ガイドヘルパーとして働く「メリット」や「やりがい」とは?

働く上での「メリット」とは?

まず、ガイドヘルパーとして仕事をする上でのメリットは、以下の2つが挙げられます。

◆身体的な負担が少ない(他の介護関連職に比べて)
◆利用者個人個人に合わせた支援ができる

例えば、介護という仕事を行う場合、「身体介護」「生活援助」を行う必要があり、それぞれで行う介助内容は多岐に渡ります。

しかし、ガイドヘルパーの業務の基本は「移動介助」のみなので、他の介護関連職に比べて身体的な負担は少ない傾向にあります。
(一部身体介護を行うこともあるが、それでも他の介護職に比べれば負担は少なめである)

そして、移動介助を行うのは基本的に1対1で支援をすることが多いです。

例えば、グループホームやデイサービスの場合は入所人数が決まっており、複数人の介護をある程度同時に行っていく必要があります。

対してガイドヘルパーの場合、移動介助が基本であるため、一人ひとりに合わせた支援ができる(目の前の利用者に集中できる)という点もメリットの1つと言えるのではないかと思います。

これらのことから、仕事をする上での肉体的・精神的な負担は、他の介護職に比べて比較的少なめであると言えます。

ただし、あくまで「他の介護関連職と比べて負担が少なめ」なだけであり、移動介助には細心の注意をはらって行動する必要はあります。

利用者を不安にさせたり・怖い思いをさせたり……、もし下手を打てば利用者の怪我にも繋がる可能性もあるため、当然楽な仕事でないということは確かです。

ガイドヘルパーをする上での「やりがい」とは?

もっともやりがいを感じられるのは「実際に外出に同行し、利用者と喜びを共有できた時である」と言われています。

外出や社会参加の機会が少なくなりがちな障害者の方にとって、ガイドヘルパーの存在はとても大きく、障害を持つ人たちの生活を充実したものに変えることができます。

利用者から「ありがとう」と感謝の気持ちを伝えてもらえることがあります。

人によっては上手く言葉にすることができない人もいますが、その生き生きとした表情や笑顔を見て“喜びを共有すること”で大きな充実感を得られることもあります。

これこそが、ガイドヘルパーの醍醐味と言えるのではないでしょうか。

まとめ

現代の日本は「超高齢化社会」に突入しており、高齢化にともない障害のある高齢者は今後も増加していくと予想されています。

そのため、ガイドヘルパーに依頼される仕事は今後も増加が見込まれており、今後もそのニーズが高まっていくと言えるでしょう。

ガイドヘルパーの資格は、数日の研修で取得できるもので、長い期間を必要としたり・取得難度が高いものでもありません。
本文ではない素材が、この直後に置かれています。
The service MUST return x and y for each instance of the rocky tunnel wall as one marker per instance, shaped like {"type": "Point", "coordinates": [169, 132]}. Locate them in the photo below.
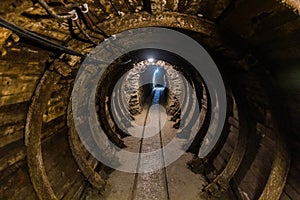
{"type": "Point", "coordinates": [254, 43]}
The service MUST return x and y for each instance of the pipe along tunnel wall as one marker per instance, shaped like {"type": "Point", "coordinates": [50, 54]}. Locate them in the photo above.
{"type": "Point", "coordinates": [256, 47]}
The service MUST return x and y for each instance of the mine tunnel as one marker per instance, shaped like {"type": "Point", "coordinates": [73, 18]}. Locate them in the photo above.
{"type": "Point", "coordinates": [146, 98]}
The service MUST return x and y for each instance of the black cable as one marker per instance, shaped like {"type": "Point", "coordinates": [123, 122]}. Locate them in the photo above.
{"type": "Point", "coordinates": [54, 47]}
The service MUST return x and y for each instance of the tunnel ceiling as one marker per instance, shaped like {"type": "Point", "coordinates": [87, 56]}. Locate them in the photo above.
{"type": "Point", "coordinates": [255, 44]}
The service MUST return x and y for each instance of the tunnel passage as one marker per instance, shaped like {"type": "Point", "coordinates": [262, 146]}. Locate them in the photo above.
{"type": "Point", "coordinates": [255, 45]}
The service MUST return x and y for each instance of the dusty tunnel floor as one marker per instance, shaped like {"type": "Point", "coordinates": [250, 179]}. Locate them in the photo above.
{"type": "Point", "coordinates": [173, 182]}
{"type": "Point", "coordinates": [254, 45]}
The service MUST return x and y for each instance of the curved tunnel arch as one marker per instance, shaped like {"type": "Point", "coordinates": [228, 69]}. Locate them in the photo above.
{"type": "Point", "coordinates": [236, 161]}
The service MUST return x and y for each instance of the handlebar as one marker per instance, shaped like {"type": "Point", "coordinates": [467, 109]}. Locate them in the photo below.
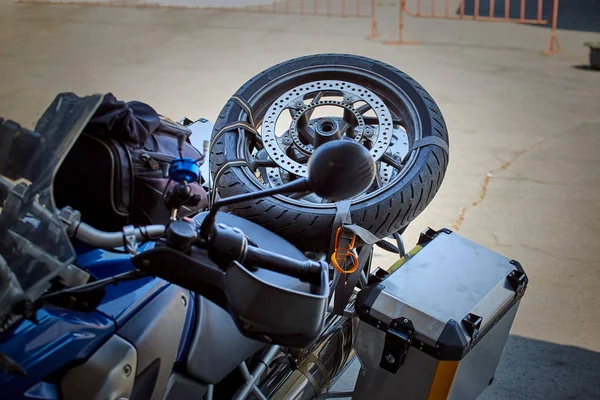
{"type": "Point", "coordinates": [305, 270]}
{"type": "Point", "coordinates": [308, 271]}
{"type": "Point", "coordinates": [97, 238]}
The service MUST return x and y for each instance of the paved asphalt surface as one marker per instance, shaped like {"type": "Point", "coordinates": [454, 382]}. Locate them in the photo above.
{"type": "Point", "coordinates": [524, 174]}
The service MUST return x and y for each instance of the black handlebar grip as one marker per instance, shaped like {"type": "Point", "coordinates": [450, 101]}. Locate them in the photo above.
{"type": "Point", "coordinates": [307, 271]}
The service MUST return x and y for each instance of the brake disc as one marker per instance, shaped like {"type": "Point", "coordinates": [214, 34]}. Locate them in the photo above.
{"type": "Point", "coordinates": [278, 146]}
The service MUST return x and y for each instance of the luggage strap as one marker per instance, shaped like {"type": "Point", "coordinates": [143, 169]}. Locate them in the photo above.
{"type": "Point", "coordinates": [348, 266]}
{"type": "Point", "coordinates": [423, 142]}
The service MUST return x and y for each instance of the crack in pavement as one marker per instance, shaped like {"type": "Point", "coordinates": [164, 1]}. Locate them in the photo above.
{"type": "Point", "coordinates": [486, 179]}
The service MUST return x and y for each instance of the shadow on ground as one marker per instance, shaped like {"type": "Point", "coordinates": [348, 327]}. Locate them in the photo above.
{"type": "Point", "coordinates": [534, 369]}
{"type": "Point", "coordinates": [579, 15]}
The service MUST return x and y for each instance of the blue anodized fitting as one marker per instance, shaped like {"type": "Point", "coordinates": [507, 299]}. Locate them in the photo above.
{"type": "Point", "coordinates": [184, 170]}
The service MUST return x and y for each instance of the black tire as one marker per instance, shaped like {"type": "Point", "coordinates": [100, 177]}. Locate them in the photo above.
{"type": "Point", "coordinates": [309, 227]}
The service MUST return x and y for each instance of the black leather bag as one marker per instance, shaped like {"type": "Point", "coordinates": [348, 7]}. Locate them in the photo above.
{"type": "Point", "coordinates": [116, 174]}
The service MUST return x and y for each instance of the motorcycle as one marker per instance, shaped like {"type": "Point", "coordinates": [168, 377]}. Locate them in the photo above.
{"type": "Point", "coordinates": [218, 306]}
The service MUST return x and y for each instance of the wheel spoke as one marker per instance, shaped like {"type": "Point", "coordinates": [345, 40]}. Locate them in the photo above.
{"type": "Point", "coordinates": [375, 121]}
{"type": "Point", "coordinates": [348, 127]}
{"type": "Point", "coordinates": [315, 99]}
{"type": "Point", "coordinates": [388, 159]}
{"type": "Point", "coordinates": [378, 177]}
{"type": "Point", "coordinates": [265, 163]}
{"type": "Point", "coordinates": [364, 108]}
{"type": "Point", "coordinates": [306, 131]}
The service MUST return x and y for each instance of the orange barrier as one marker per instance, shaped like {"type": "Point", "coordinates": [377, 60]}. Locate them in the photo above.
{"type": "Point", "coordinates": [366, 9]}
{"type": "Point", "coordinates": [328, 8]}
{"type": "Point", "coordinates": [552, 48]}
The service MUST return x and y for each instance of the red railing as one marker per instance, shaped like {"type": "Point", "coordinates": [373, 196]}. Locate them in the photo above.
{"type": "Point", "coordinates": [405, 11]}
{"type": "Point", "coordinates": [437, 9]}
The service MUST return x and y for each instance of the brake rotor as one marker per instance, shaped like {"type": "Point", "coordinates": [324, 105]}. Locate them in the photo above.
{"type": "Point", "coordinates": [278, 147]}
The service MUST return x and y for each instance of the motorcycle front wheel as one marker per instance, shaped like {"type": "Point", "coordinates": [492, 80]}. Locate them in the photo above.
{"type": "Point", "coordinates": [344, 96]}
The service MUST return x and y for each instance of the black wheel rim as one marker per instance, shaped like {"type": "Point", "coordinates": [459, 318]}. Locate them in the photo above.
{"type": "Point", "coordinates": [371, 110]}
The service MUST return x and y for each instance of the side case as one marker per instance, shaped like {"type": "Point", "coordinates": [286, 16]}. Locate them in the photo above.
{"type": "Point", "coordinates": [435, 324]}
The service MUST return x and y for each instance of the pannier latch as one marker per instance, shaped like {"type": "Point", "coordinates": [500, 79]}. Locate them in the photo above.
{"type": "Point", "coordinates": [398, 338]}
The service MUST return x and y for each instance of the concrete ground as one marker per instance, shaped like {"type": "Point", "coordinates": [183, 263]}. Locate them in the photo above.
{"type": "Point", "coordinates": [524, 176]}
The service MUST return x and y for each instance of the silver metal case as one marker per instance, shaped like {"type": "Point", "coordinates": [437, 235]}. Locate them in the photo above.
{"type": "Point", "coordinates": [434, 326]}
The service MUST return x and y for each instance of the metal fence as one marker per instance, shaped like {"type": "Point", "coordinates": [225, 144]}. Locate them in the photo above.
{"type": "Point", "coordinates": [507, 11]}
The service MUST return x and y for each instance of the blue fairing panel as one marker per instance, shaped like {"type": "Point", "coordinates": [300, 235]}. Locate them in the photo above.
{"type": "Point", "coordinates": [60, 337]}
{"type": "Point", "coordinates": [123, 300]}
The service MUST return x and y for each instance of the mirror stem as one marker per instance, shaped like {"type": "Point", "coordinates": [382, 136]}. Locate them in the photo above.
{"type": "Point", "coordinates": [299, 185]}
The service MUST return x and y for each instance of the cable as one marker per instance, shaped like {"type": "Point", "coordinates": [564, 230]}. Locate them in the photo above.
{"type": "Point", "coordinates": [127, 276]}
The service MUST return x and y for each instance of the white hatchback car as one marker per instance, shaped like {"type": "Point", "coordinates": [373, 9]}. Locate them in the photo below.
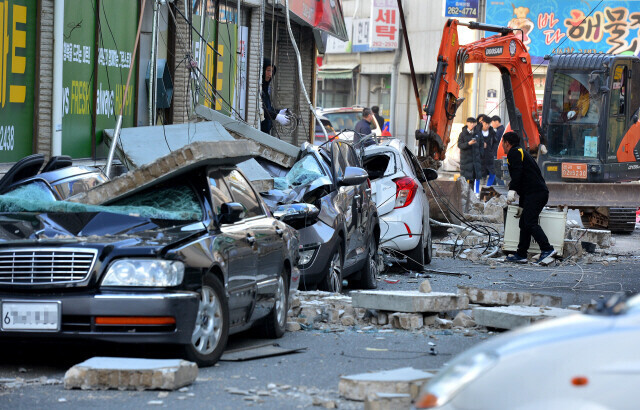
{"type": "Point", "coordinates": [396, 183]}
{"type": "Point", "coordinates": [581, 361]}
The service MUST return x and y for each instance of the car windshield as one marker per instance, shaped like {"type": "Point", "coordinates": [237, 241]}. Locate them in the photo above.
{"type": "Point", "coordinates": [344, 120]}
{"type": "Point", "coordinates": [303, 172]}
{"type": "Point", "coordinates": [572, 116]}
{"type": "Point", "coordinates": [169, 202]}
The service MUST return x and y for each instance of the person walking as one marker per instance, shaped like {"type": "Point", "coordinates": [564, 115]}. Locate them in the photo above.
{"type": "Point", "coordinates": [470, 154]}
{"type": "Point", "coordinates": [270, 112]}
{"type": "Point", "coordinates": [528, 183]}
{"type": "Point", "coordinates": [489, 139]}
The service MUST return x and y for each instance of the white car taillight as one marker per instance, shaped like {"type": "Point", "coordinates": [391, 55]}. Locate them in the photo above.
{"type": "Point", "coordinates": [406, 189]}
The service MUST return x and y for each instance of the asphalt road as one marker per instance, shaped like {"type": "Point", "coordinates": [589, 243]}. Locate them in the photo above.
{"type": "Point", "coordinates": [299, 378]}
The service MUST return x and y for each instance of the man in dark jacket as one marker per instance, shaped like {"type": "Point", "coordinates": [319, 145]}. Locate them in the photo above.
{"type": "Point", "coordinates": [470, 152]}
{"type": "Point", "coordinates": [270, 112]}
{"type": "Point", "coordinates": [528, 183]}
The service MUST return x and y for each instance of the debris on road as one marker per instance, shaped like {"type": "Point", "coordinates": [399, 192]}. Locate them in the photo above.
{"type": "Point", "coordinates": [406, 380]}
{"type": "Point", "coordinates": [511, 317]}
{"type": "Point", "coordinates": [100, 373]}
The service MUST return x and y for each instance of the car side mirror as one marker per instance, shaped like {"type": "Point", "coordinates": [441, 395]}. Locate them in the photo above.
{"type": "Point", "coordinates": [353, 176]}
{"type": "Point", "coordinates": [430, 173]}
{"type": "Point", "coordinates": [230, 212]}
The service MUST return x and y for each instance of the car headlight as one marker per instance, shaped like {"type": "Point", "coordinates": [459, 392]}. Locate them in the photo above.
{"type": "Point", "coordinates": [454, 377]}
{"type": "Point", "coordinates": [144, 272]}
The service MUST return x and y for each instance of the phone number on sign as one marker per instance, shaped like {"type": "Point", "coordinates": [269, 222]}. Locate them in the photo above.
{"type": "Point", "coordinates": [457, 11]}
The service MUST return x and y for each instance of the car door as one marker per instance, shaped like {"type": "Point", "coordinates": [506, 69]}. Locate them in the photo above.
{"type": "Point", "coordinates": [345, 200]}
{"type": "Point", "coordinates": [263, 236]}
{"type": "Point", "coordinates": [237, 252]}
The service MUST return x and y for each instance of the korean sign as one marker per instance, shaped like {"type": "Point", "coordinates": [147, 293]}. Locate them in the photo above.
{"type": "Point", "coordinates": [385, 20]}
{"type": "Point", "coordinates": [461, 8]}
{"type": "Point", "coordinates": [18, 20]}
{"type": "Point", "coordinates": [567, 26]}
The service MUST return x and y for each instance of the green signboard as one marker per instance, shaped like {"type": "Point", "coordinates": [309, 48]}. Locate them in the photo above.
{"type": "Point", "coordinates": [117, 24]}
{"type": "Point", "coordinates": [18, 19]}
{"type": "Point", "coordinates": [219, 69]}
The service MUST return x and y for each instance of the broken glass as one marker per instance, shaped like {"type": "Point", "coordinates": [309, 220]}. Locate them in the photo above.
{"type": "Point", "coordinates": [171, 203]}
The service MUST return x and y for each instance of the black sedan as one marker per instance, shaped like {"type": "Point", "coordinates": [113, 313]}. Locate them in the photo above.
{"type": "Point", "coordinates": [337, 218]}
{"type": "Point", "coordinates": [185, 261]}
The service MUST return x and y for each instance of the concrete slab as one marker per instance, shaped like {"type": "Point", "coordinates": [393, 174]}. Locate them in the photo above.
{"type": "Point", "coordinates": [494, 297]}
{"type": "Point", "coordinates": [273, 149]}
{"type": "Point", "coordinates": [406, 380]}
{"type": "Point", "coordinates": [144, 145]}
{"type": "Point", "coordinates": [172, 165]}
{"type": "Point", "coordinates": [409, 301]}
{"type": "Point", "coordinates": [511, 317]}
{"type": "Point", "coordinates": [99, 373]}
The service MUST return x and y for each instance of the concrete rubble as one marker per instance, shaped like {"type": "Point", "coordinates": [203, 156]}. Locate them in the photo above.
{"type": "Point", "coordinates": [493, 297]}
{"type": "Point", "coordinates": [101, 373]}
{"type": "Point", "coordinates": [511, 317]}
{"type": "Point", "coordinates": [406, 380]}
{"type": "Point", "coordinates": [171, 165]}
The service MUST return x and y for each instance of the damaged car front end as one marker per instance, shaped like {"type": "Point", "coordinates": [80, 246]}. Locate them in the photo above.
{"type": "Point", "coordinates": [326, 196]}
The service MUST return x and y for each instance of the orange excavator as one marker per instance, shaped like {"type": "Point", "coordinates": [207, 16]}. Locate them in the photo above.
{"type": "Point", "coordinates": [587, 142]}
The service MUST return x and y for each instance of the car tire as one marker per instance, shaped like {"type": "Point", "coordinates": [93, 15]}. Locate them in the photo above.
{"type": "Point", "coordinates": [332, 279]}
{"type": "Point", "coordinates": [211, 329]}
{"type": "Point", "coordinates": [275, 324]}
{"type": "Point", "coordinates": [369, 273]}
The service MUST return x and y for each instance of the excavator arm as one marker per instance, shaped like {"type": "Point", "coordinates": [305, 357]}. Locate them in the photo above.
{"type": "Point", "coordinates": [505, 51]}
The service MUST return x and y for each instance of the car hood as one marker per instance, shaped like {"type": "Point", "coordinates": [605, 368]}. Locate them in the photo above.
{"type": "Point", "coordinates": [104, 227]}
{"type": "Point", "coordinates": [547, 332]}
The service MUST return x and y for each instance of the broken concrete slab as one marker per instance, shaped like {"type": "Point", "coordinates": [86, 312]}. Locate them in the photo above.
{"type": "Point", "coordinates": [145, 145]}
{"type": "Point", "coordinates": [272, 149]}
{"type": "Point", "coordinates": [511, 317]}
{"type": "Point", "coordinates": [406, 380]}
{"type": "Point", "coordinates": [495, 297]}
{"type": "Point", "coordinates": [409, 301]}
{"type": "Point", "coordinates": [99, 373]}
{"type": "Point", "coordinates": [387, 401]}
{"type": "Point", "coordinates": [172, 165]}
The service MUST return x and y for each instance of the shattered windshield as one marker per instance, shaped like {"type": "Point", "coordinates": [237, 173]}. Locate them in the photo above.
{"type": "Point", "coordinates": [573, 115]}
{"type": "Point", "coordinates": [171, 203]}
{"type": "Point", "coordinates": [303, 172]}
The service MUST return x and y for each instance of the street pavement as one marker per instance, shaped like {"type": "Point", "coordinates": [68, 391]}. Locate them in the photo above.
{"type": "Point", "coordinates": [296, 380]}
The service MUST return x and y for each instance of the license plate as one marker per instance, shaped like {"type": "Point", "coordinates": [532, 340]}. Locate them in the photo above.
{"type": "Point", "coordinates": [17, 316]}
{"type": "Point", "coordinates": [578, 171]}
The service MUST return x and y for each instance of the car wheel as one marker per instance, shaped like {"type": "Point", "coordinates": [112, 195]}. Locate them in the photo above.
{"type": "Point", "coordinates": [415, 257]}
{"type": "Point", "coordinates": [332, 281]}
{"type": "Point", "coordinates": [211, 329]}
{"type": "Point", "coordinates": [369, 273]}
{"type": "Point", "coordinates": [275, 323]}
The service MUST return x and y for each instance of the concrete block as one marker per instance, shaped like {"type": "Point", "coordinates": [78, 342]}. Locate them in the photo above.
{"type": "Point", "coordinates": [507, 297]}
{"type": "Point", "coordinates": [99, 373]}
{"type": "Point", "coordinates": [409, 301]}
{"type": "Point", "coordinates": [425, 286]}
{"type": "Point", "coordinates": [511, 317]}
{"type": "Point", "coordinates": [387, 401]}
{"type": "Point", "coordinates": [406, 380]}
{"type": "Point", "coordinates": [406, 321]}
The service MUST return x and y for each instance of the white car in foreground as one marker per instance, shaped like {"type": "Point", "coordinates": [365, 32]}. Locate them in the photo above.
{"type": "Point", "coordinates": [396, 183]}
{"type": "Point", "coordinates": [581, 361]}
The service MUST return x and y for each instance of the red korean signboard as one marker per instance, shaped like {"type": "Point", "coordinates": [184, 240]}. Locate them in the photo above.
{"type": "Point", "coordinates": [385, 20]}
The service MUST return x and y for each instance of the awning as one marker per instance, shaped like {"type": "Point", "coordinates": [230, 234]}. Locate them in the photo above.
{"type": "Point", "coordinates": [339, 71]}
{"type": "Point", "coordinates": [325, 15]}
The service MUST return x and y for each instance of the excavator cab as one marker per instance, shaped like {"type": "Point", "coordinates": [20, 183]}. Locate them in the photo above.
{"type": "Point", "coordinates": [590, 118]}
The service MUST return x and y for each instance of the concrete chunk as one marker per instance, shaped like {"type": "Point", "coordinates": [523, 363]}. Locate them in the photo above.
{"type": "Point", "coordinates": [508, 297]}
{"type": "Point", "coordinates": [406, 380]}
{"type": "Point", "coordinates": [100, 373]}
{"type": "Point", "coordinates": [409, 301]}
{"type": "Point", "coordinates": [510, 317]}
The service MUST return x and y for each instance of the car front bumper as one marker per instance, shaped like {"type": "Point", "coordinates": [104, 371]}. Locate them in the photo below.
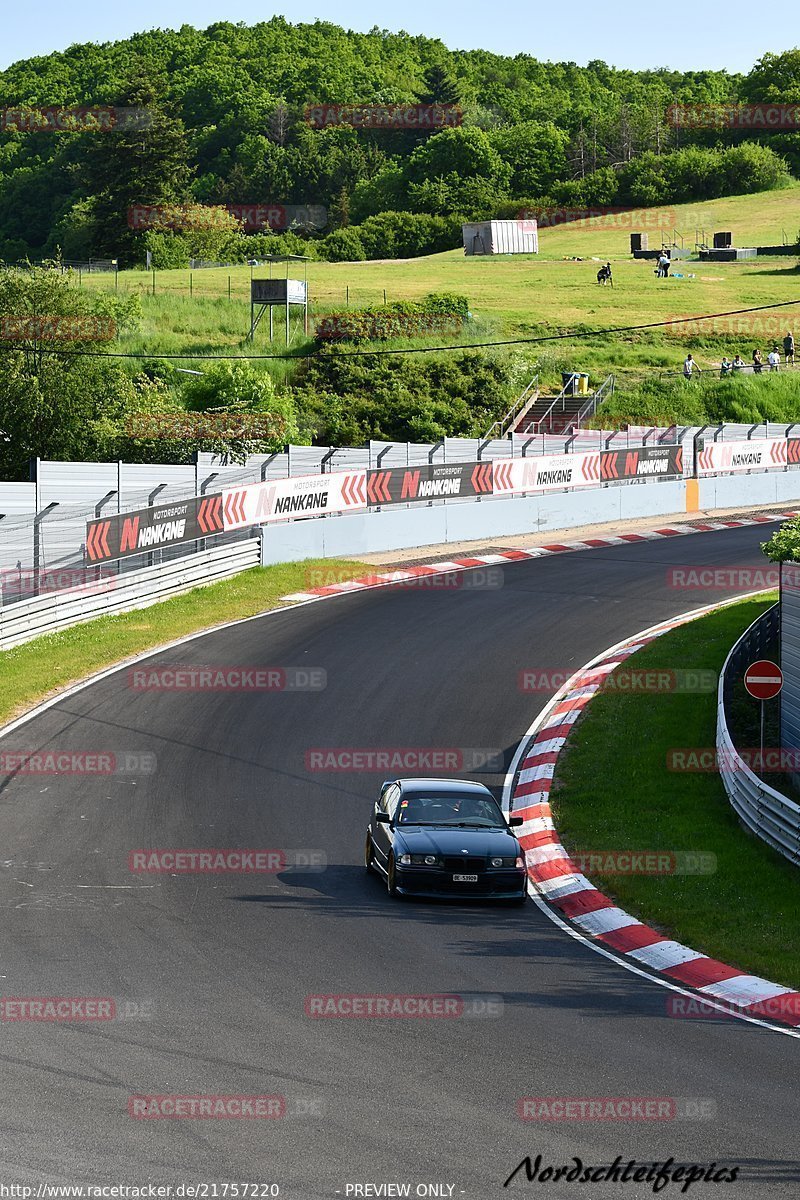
{"type": "Point", "coordinates": [498, 885]}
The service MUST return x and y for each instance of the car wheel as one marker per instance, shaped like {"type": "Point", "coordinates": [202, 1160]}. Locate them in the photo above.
{"type": "Point", "coordinates": [391, 877]}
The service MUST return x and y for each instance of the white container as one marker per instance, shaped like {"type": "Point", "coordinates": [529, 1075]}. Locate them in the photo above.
{"type": "Point", "coordinates": [500, 238]}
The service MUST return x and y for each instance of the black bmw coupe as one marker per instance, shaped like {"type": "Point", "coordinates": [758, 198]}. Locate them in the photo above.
{"type": "Point", "coordinates": [445, 838]}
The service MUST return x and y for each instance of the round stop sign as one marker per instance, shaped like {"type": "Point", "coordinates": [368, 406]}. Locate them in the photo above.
{"type": "Point", "coordinates": [763, 679]}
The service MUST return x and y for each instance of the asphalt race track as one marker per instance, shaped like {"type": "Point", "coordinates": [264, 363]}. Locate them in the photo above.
{"type": "Point", "coordinates": [215, 969]}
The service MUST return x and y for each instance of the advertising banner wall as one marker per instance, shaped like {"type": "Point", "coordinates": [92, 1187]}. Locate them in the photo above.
{"type": "Point", "coordinates": [433, 481]}
{"type": "Point", "coordinates": [133, 533]}
{"type": "Point", "coordinates": [756, 455]}
{"type": "Point", "coordinates": [301, 496]}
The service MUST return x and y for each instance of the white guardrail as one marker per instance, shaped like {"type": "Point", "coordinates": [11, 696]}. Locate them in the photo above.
{"type": "Point", "coordinates": [767, 813]}
{"type": "Point", "coordinates": [138, 589]}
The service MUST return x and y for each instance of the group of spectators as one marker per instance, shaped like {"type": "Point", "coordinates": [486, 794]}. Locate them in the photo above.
{"type": "Point", "coordinates": [738, 364]}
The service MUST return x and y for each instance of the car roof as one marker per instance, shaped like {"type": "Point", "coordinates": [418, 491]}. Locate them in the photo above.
{"type": "Point", "coordinates": [444, 786]}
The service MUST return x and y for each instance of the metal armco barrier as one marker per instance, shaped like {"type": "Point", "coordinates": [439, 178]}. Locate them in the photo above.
{"type": "Point", "coordinates": [767, 813]}
{"type": "Point", "coordinates": [121, 593]}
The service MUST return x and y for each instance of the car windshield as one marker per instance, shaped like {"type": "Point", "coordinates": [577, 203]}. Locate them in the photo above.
{"type": "Point", "coordinates": [458, 810]}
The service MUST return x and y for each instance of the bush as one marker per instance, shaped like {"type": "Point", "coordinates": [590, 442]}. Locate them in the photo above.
{"type": "Point", "coordinates": [439, 313]}
{"type": "Point", "coordinates": [400, 399]}
{"type": "Point", "coordinates": [343, 246]}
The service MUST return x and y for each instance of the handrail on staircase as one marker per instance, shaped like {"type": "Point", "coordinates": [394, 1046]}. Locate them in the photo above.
{"type": "Point", "coordinates": [548, 412]}
{"type": "Point", "coordinates": [505, 424]}
{"type": "Point", "coordinates": [602, 393]}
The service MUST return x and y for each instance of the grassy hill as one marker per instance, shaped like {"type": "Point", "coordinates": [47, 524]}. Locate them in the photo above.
{"type": "Point", "coordinates": [517, 297]}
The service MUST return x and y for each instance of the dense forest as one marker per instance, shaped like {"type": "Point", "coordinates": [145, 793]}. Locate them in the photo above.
{"type": "Point", "coordinates": [229, 125]}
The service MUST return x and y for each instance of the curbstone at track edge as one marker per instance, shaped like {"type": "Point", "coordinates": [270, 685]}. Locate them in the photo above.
{"type": "Point", "coordinates": [573, 903]}
{"type": "Point", "coordinates": [400, 575]}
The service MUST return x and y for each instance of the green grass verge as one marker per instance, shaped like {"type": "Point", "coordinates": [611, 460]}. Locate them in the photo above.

加えて、既に介護福祉士などの資格を所有している人の場合、研修時に科目免除もあるため、人によってはより取得難度が下がる傾向にあります。

介護や医療に関する資格は、取得することで仕事の幅が大きく広がり、既に勤務している職場でのキャリアアップはもちろん、対象となる職場の選択肢も増えていきます。

現状、ガイドヘルパーの資格取得に対する市区町村の支援は手厚くなっています。
(それだけ需要がある仕事なのです)

だからこそ、今がガイドヘルパーになるチャンスともいえます。

ガイドヘルパーという仕事に興味を持たれた方は、この機会にぜひ挑戦してみてはいかがでしょうか。